Trotz Aufschläge bei Milch und Butter
Preisdruck lässt etwas nach

Ungeachtet kräftiger Aufschläge bei Milch, Butter und Brot hat sich die Teuerung im August nicht beschleunigt. Doch die Entwicklung beim Ölpreis soll dies bald ändern.

HB BERLIN. Die Verbraucherpreise lagen wie schon im Juli um 1,9 Prozent über dem Niveau vor einem Jahr, wie das Statistische Bundesamt am Freitag bestätigte. Die Kosten für die Lebenshaltung stiegen damit aber stärker als im Euro-Raum mit 1,7 Prozent. Dort liegt die Teuerung nun schon seit einem Jahr im von der Europäischen Zentralbank (EZB) angestrebten Rahmen, die stabile Preise bei Raten von knapp unter zwei Prozent gewährleistet sieht. Wegen der hohen Ölpreise sagen Experten aber ab September ein Überschreiten der Marke voraus.
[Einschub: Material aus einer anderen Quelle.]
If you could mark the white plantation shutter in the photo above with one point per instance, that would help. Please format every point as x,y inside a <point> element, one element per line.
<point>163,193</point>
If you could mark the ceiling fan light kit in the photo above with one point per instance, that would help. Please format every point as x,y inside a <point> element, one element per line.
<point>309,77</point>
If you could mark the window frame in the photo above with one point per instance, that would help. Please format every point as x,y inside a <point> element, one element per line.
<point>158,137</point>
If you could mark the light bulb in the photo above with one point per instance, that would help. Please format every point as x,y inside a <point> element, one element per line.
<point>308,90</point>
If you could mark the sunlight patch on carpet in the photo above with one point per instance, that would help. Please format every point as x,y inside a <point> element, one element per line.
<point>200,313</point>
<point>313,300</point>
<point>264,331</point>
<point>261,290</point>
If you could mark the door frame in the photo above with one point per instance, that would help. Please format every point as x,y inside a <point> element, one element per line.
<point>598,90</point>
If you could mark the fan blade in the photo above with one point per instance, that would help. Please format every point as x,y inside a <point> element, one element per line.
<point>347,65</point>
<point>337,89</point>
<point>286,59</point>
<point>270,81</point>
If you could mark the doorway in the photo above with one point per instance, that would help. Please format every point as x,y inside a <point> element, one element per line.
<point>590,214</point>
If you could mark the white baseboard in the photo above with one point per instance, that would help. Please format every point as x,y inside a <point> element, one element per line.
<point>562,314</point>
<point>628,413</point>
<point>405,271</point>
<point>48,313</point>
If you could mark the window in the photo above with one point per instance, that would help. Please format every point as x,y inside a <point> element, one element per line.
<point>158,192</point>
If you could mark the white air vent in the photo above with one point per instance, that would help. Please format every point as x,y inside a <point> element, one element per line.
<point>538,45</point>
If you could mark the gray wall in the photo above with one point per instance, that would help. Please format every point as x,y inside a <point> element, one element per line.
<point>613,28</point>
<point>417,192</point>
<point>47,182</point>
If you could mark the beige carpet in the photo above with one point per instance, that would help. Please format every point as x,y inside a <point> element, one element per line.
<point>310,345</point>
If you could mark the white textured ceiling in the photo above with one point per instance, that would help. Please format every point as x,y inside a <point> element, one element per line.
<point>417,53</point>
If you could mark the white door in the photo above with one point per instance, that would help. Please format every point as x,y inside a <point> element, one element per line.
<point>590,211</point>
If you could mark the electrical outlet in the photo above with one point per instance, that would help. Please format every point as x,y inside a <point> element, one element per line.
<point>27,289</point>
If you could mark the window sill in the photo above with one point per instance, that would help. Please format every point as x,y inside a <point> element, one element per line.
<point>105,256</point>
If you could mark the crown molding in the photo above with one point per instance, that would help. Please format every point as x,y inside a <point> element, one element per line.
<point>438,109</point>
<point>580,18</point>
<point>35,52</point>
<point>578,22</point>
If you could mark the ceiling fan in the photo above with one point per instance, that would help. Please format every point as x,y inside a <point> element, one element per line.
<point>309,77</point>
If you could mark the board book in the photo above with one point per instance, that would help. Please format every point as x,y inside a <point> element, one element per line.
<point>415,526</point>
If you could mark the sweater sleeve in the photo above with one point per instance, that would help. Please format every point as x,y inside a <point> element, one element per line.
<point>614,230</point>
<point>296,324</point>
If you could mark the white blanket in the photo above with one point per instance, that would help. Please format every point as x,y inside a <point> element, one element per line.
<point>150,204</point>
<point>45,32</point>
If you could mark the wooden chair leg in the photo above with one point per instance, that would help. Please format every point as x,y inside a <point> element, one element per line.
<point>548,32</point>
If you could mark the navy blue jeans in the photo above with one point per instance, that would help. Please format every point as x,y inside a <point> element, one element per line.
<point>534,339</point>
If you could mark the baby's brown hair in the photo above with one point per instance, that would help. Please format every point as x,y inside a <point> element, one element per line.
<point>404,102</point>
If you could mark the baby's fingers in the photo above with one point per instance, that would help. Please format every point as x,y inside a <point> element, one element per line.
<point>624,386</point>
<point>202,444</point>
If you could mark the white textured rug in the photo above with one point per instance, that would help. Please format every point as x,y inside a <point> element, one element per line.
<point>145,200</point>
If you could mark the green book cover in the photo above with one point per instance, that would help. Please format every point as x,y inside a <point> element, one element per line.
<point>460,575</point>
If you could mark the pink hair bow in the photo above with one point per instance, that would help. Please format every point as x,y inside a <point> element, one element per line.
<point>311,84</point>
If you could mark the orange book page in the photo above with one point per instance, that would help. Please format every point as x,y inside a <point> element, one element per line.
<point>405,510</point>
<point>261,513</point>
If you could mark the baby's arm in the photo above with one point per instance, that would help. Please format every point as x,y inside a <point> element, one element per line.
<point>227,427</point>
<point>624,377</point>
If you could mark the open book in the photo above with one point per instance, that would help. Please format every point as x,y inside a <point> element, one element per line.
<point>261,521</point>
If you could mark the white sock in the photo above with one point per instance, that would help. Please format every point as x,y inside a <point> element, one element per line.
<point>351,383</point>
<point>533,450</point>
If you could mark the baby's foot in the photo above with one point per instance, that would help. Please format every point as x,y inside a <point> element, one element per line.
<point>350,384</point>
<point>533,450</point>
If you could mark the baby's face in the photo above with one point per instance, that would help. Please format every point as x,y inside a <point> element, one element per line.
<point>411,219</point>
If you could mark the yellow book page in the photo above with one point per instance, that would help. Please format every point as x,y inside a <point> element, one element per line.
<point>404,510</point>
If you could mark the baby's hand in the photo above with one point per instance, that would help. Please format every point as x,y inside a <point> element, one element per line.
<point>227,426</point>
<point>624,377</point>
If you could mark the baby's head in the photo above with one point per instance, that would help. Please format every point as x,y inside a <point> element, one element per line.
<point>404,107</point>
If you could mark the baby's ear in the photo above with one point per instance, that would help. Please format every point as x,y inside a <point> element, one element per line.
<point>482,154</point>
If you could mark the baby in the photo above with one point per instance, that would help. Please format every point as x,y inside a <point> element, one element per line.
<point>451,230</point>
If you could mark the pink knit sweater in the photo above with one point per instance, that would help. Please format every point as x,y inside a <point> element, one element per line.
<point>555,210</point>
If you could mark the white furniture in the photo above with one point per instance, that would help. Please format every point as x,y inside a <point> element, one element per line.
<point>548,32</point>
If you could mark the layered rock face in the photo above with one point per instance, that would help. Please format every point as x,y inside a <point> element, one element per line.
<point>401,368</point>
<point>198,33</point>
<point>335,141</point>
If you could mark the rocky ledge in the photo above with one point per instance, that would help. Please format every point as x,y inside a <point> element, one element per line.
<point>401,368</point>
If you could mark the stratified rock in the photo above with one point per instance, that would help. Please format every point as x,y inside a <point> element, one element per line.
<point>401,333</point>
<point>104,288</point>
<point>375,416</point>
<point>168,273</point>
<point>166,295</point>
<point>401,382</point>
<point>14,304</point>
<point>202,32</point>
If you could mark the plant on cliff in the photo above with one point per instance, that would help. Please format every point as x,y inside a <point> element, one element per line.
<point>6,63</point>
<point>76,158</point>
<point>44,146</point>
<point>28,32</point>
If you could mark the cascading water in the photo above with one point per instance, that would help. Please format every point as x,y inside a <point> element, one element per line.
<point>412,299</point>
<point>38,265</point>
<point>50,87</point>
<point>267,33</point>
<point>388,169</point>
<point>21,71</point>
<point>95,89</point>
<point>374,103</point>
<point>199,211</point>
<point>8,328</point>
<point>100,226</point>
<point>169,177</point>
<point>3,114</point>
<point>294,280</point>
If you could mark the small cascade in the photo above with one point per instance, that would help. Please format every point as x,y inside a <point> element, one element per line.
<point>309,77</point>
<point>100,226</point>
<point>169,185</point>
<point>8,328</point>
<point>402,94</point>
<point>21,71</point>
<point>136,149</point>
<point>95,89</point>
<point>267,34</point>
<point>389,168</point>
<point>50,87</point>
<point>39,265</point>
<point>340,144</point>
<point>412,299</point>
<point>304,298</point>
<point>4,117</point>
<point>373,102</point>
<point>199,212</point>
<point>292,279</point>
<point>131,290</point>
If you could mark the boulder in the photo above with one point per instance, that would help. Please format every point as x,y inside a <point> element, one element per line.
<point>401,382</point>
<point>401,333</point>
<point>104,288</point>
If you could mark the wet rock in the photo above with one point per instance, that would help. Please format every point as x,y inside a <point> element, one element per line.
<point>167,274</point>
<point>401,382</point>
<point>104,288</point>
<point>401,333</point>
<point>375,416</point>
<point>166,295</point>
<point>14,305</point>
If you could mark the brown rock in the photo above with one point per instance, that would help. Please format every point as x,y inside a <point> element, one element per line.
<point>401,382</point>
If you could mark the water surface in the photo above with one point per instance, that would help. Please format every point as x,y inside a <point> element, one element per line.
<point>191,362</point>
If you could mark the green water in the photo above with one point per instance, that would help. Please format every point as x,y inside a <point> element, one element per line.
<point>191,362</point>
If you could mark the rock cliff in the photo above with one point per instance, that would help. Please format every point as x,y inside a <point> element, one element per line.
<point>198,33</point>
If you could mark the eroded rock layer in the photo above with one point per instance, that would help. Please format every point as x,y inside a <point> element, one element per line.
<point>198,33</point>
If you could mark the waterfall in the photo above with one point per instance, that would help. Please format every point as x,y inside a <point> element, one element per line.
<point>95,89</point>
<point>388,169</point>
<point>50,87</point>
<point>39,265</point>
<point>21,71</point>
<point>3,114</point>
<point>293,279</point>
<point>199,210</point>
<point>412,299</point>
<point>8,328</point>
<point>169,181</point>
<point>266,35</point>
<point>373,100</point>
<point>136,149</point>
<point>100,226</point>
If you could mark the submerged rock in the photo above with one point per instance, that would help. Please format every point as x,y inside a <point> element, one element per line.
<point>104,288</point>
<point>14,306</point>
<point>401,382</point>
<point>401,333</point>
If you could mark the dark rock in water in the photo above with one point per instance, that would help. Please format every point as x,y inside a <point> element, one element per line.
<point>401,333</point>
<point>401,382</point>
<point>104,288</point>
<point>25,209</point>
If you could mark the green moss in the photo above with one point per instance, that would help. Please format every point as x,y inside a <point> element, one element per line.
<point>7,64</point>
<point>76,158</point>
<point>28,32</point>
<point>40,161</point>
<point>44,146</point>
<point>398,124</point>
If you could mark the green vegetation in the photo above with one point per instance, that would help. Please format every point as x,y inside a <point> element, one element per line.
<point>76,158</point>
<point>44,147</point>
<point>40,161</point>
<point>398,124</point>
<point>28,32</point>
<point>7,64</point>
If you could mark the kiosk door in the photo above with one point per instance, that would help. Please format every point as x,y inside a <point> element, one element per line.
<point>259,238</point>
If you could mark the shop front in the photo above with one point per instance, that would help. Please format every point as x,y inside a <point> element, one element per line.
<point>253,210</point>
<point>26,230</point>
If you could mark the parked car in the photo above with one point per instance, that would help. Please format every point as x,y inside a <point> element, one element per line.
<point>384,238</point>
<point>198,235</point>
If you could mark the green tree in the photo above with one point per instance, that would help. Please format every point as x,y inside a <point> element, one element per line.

In Deutschland verteuerte sich Butter im Schnitt um 36,6 Prozent, Vollmilch um 11,5 Prozent sowie Brot und Getreidewaren um 2,6 Prozent. Insgesamt kosteten Nahrungsmittel 2,5 Prozent mehr. Gedämpft wurde der Preisdruck von Energieprodukten: Benzin verbilligte sich um ein Prozent und Heizöl um 7,6 Prozent. Im Vergleich zum Juni verbilligten sich Waren und Dienstleistungen im Schnitt um 0,1 Prozent, weil etwa die Preise für Pauschalreisen mit dem Ende der Sommerferien in einigen großen Bundesländern um 2,1 Prozent sanken. In der Erntezeit wurden auch frisches Obst und Gemüse günstiger. Für Kartoffeln wurden 12,2 Prozent weniger verlangt, für Paprika 5,7 Prozent.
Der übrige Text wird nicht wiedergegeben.